The twenty-two assignments of error are argued by counsel under three points: 1. Impropriety of admission of testimony relating to defendant's conduct at the time of his arrest. 2. Same objection to testimony of a witness concerning certain X-ray pictures. 3. Refusal of the court to give certain tendered instructions.
1. Defendant's first proposition is based on the supposition that his conduct at the time of his arrest amounted to the crime of resisting an officer, therefore, being a separate and independent crime, evidence concerning it was inadmissible. There is no merit in this contention. Under the circumstances defendant's conduct at the time of his arrest was a part of the res gestae and evidence concerning it was admissible as such. Pearson v. People, 69 Colo. 76, 168 Pac. 655; 22 C.J.S. § 628.
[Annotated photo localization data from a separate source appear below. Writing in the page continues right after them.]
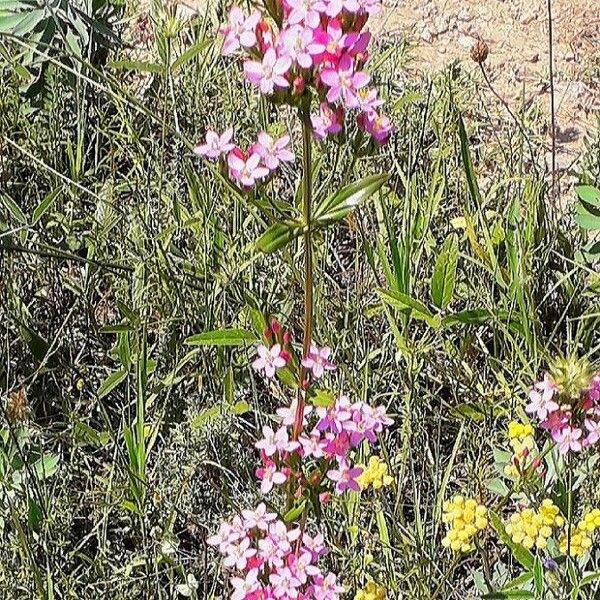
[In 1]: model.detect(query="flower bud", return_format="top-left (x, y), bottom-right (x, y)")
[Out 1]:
top-left (283, 330), bottom-right (291, 345)
top-left (521, 447), bottom-right (529, 459)
top-left (270, 318), bottom-right (281, 334)
top-left (470, 38), bottom-right (489, 64)
top-left (257, 20), bottom-right (274, 53)
top-left (319, 492), bottom-right (331, 504)
top-left (292, 76), bottom-right (305, 96)
top-left (532, 458), bottom-right (541, 469)
top-left (263, 327), bottom-right (272, 339)
top-left (279, 350), bottom-right (290, 364)
top-left (301, 378), bottom-right (310, 390)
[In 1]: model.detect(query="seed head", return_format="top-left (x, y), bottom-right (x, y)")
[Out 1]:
top-left (471, 39), bottom-right (489, 64)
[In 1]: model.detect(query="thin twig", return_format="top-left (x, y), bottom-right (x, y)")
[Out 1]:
top-left (547, 0), bottom-right (557, 202)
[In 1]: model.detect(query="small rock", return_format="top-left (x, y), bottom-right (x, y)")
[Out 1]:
top-left (458, 35), bottom-right (473, 49)
top-left (420, 27), bottom-right (435, 43)
top-left (564, 51), bottom-right (576, 62)
top-left (457, 8), bottom-right (472, 22)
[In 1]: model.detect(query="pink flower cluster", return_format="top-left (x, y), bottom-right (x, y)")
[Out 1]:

[2, 3] 2. The X-ray pictures were first introduced in connection with the testimony of Dr. Garvin, who was thoroughly familiar with them, and no objection was interposed to his testimony or the purpose for which the pictures were exhibited. Witness Dies, who was an officer, an admitted ballistics expert, and an F.B.I. graduate followed Dr. Garvin on the witness stand and was asked the question: "Assume that the bullet in question had been discharged from that gun at about fifteen feet from the boy whose arm it penetrated and that some further distance, approximately two to six feet, it struck the side of a very hard stone wall at an angle of about forty-five degrees, or approximately that, what would be the condition of the bullet as compared to the bullet you see in the X-ray pictures?"
Objection was made that the witness was not qualified as an expert to interpret X-ray pictures. Such qualification was not necessary. Any layman would know that a lead bullet fired from a rifle and striking a stone wall would be flattened, and that was the substance of the testimony of the witness on that point. The purpose of this line of questioning had to do with the theory of the defense that the bullet had ricocheted after striking Parsons. In any event, it is wholly immaterial because defendant was only charged with the shooting of Parsons. The witness was not asked to interpret the X-ray picture, but simply to make a comparison with what he saw — and what anyone could see — and the bullet mentioned in the question. There was no possibility of prejudice to defendant in Dies' testimony.
[4, 5] 3. The complaint as to the court's refusal to instruct on all degrees of murder is without merit. There was no need for the giving of such instructions in this case. Defendant was charged with "assault to commit murder." The court's instructions covered the crime of murder, which, in cases similar to this includes all degrees. No particular degree of murder was here involved. Dillulo v. People, 56 Colo. 339, 138 Pac. 33. The jury was fully advised as to what verdict it could return under the law, and error, if any, was favorable to the defendant, of which he has no ground for complaint. The record discloses that he had a fair trial.
The judgment is affirmed.
MR. CHIEF JUSTICE FRANCIS E. BOUCK, MR. JUSTICE OTTO BOCK and MR. JUSTICE HILLIARD concur.